Can we please stop with the JKLM

Anonymous
Anonymous wrote:
Anonymous wrote:Your plan would be lovely but is not fiscally possible. Your taxes would be through the roof if DCPS had 3 person MS or HS classes.


You don't seem to understand. Guarantee advanced classes even if there are only 4 students who show up, not make every DCPS classroom 4 students. That'd only add a handful of classes to one highschool; it's not going to have any perceptible impact on the $2.3 billion DCPS budget.

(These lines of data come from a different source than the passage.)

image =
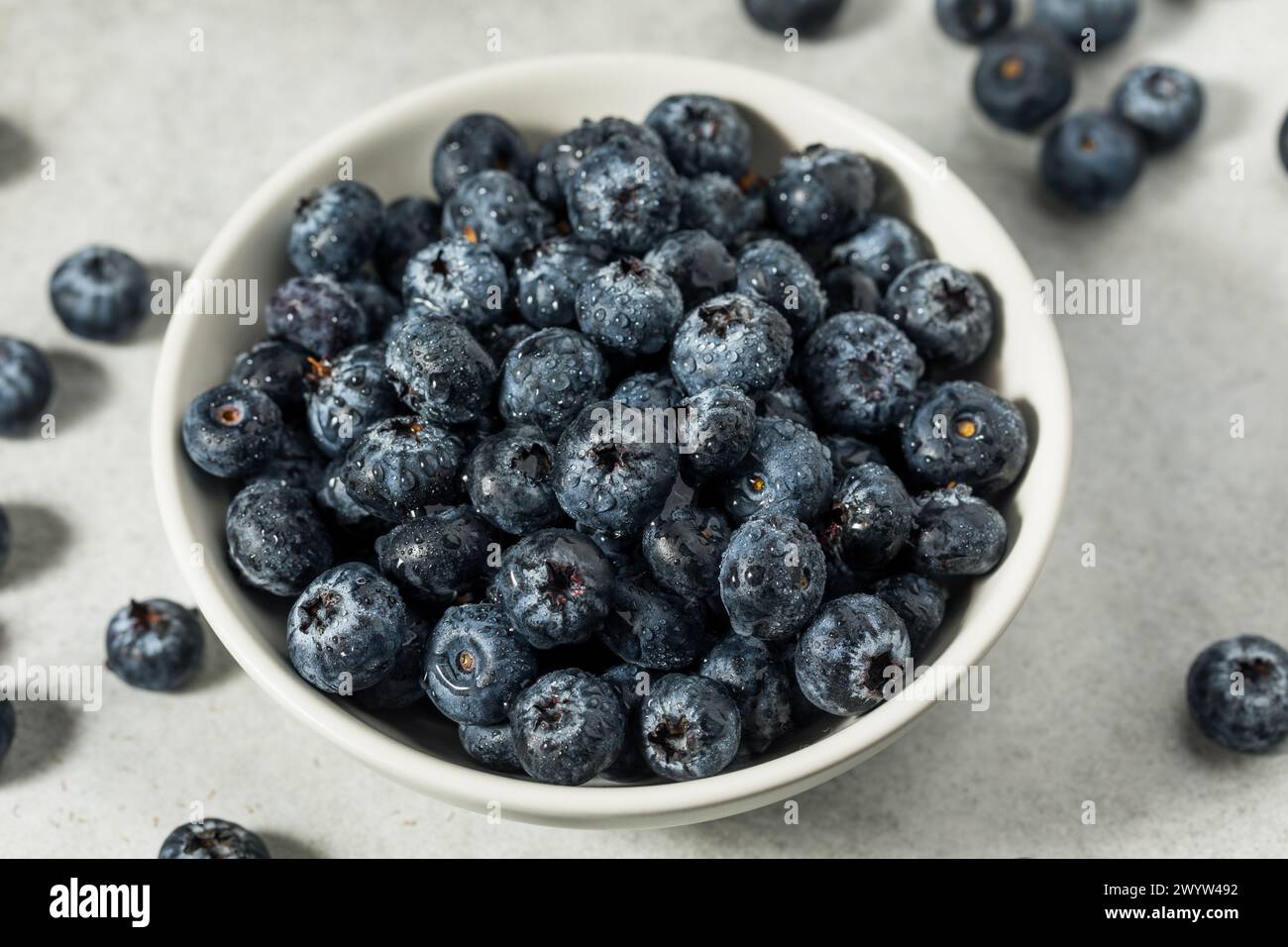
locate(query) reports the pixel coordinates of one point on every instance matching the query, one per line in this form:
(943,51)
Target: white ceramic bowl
(390,150)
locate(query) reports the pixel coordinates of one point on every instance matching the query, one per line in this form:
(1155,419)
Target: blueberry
(439,369)
(690,727)
(957,535)
(509,480)
(918,602)
(407,227)
(275,539)
(612,472)
(548,275)
(335,230)
(759,684)
(568,727)
(804,16)
(772,577)
(1162,103)
(859,371)
(623,195)
(883,249)
(773,270)
(820,193)
(476,665)
(437,554)
(549,376)
(721,206)
(871,517)
(277,368)
(400,466)
(652,628)
(318,315)
(400,686)
(1022,78)
(945,312)
(99,292)
(347,395)
(683,551)
(630,307)
(213,838)
(1108,20)
(716,428)
(477,142)
(500,210)
(490,745)
(702,133)
(966,433)
(346,630)
(732,341)
(851,654)
(26,384)
(786,471)
(155,644)
(971,21)
(458,277)
(557,587)
(232,431)
(1237,693)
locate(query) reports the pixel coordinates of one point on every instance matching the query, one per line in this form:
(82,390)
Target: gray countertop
(154,146)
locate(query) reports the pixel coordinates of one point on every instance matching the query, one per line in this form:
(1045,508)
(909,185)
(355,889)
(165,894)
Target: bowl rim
(593,805)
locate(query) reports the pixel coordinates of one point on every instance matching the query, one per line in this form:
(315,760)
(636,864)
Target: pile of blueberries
(1025,76)
(629,459)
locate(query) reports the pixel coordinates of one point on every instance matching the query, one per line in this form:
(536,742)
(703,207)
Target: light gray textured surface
(155,146)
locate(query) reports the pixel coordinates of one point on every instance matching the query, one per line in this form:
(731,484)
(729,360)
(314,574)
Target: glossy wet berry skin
(439,369)
(820,193)
(477,142)
(213,839)
(509,480)
(476,665)
(347,395)
(101,292)
(277,541)
(630,307)
(690,727)
(957,534)
(786,471)
(850,654)
(702,133)
(403,464)
(335,230)
(966,433)
(861,372)
(318,315)
(568,727)
(26,384)
(944,311)
(1022,78)
(155,644)
(549,377)
(1164,105)
(437,556)
(232,431)
(500,210)
(548,277)
(1236,690)
(346,630)
(557,586)
(732,341)
(772,578)
(610,472)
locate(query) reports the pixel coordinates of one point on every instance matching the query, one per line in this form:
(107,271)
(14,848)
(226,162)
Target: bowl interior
(390,151)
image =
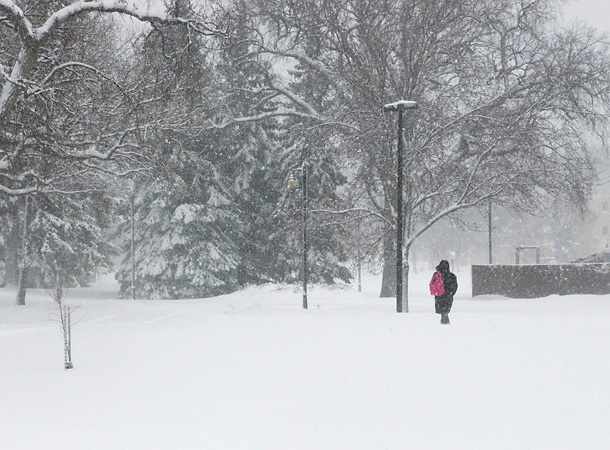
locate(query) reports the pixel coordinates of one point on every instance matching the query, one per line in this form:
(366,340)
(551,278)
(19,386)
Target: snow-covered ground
(253,370)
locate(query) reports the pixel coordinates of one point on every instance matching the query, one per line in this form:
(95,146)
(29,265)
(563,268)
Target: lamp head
(292,182)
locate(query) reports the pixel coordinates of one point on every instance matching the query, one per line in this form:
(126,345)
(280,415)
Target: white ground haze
(253,370)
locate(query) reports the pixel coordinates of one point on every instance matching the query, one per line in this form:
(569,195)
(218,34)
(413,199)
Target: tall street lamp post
(400,106)
(292,184)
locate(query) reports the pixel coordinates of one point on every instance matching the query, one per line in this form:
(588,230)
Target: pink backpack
(436,285)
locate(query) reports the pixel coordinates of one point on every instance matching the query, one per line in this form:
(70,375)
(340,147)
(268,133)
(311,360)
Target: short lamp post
(293,184)
(400,107)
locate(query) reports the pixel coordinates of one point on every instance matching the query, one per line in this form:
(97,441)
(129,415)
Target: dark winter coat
(443,303)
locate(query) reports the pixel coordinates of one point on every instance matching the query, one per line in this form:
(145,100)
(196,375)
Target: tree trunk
(10,91)
(23,266)
(388,280)
(12,242)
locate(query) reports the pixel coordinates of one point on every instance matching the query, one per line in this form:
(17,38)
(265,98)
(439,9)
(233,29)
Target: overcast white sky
(594,12)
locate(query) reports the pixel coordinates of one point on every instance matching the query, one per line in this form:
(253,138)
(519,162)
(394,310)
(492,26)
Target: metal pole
(305,274)
(359,259)
(133,246)
(490,235)
(399,217)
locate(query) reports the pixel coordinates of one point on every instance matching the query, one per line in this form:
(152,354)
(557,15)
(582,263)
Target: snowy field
(253,370)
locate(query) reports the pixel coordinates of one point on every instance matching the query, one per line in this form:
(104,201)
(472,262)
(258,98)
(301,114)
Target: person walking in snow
(443,303)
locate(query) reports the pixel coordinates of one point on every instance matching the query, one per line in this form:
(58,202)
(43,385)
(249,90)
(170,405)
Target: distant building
(595,232)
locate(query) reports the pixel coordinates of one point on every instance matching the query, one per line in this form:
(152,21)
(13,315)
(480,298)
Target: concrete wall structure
(532,281)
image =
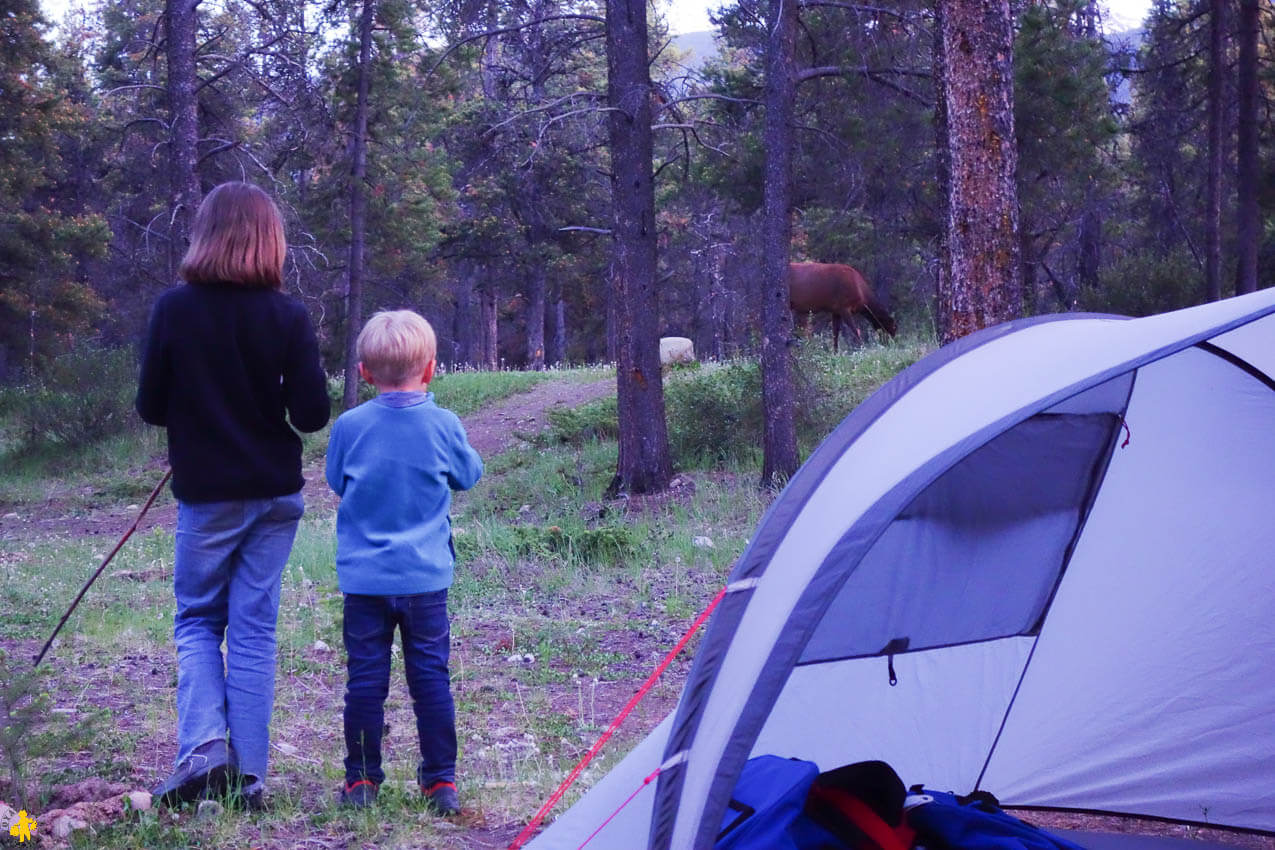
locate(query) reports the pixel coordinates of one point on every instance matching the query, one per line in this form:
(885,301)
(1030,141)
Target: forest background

ITA. Plus the moderate impact it will have on school costs will be more than made up by the enrollment increase that will happen when families realize they don't have to find other options for their higher performing children.
Anonymous
Let's face it, you can come up with other acronyms but they are never going to be as catchy as one that goes with the alphabet.
Anonymous
Anonymous wrote:
Anonymous wrote:Your plan would be lovely but is not fiscally possible. Your taxes would be through the roof if DCPS had 3 person MS or HS classes.


You don't seem to understand. Guarantee advanced classes even if there are only 4 students who show up, not make every DCPS classroom 4 students. That'd only add a handful of classes to one highschool; it's not going to have any perceptible impact on the $2.3 billion DCPS budget.


I understand what you meant. I am telling you DCPS cannot support classes with 3 or 4 kids in a class. I know you didn’t mean ALL classes would be 3 kids. It is not feasible and honestly would not work. That’s basically tutoring.
Anonymous
What?
Anonymous
Anonymous wrote:The acronym was formed long, long ago, so all the recent statistics and new feeder patterns and new reasons for using it are not what it was when it was really just people moving or OOB people entering the old lottery trying to figure out which WOTP schools that fed to Deal. It may mean different things to different people today.


Key never fed to Deal. It was an acronym WOTPers that couldn’t afford private/Big3 came up with as code word for safe school with safe white upper class kids.
Anonymous
So what that only 3-4 students would show up to the AP class? Shouldn’t students in all wards have access to a good education? And just as a prop said already, perhaps if DCPS added AP courses to some of the lower enrollment/performance schools, parents would reconsider sending their kids to charters and privates or moving. No AP would be a nonstarter for me but if my IB school offered APs even if it was low performance school, I’d consider it because I know my kid doesn’t need special treatment to do well. But the opportunity for courses should be equal throughout the city.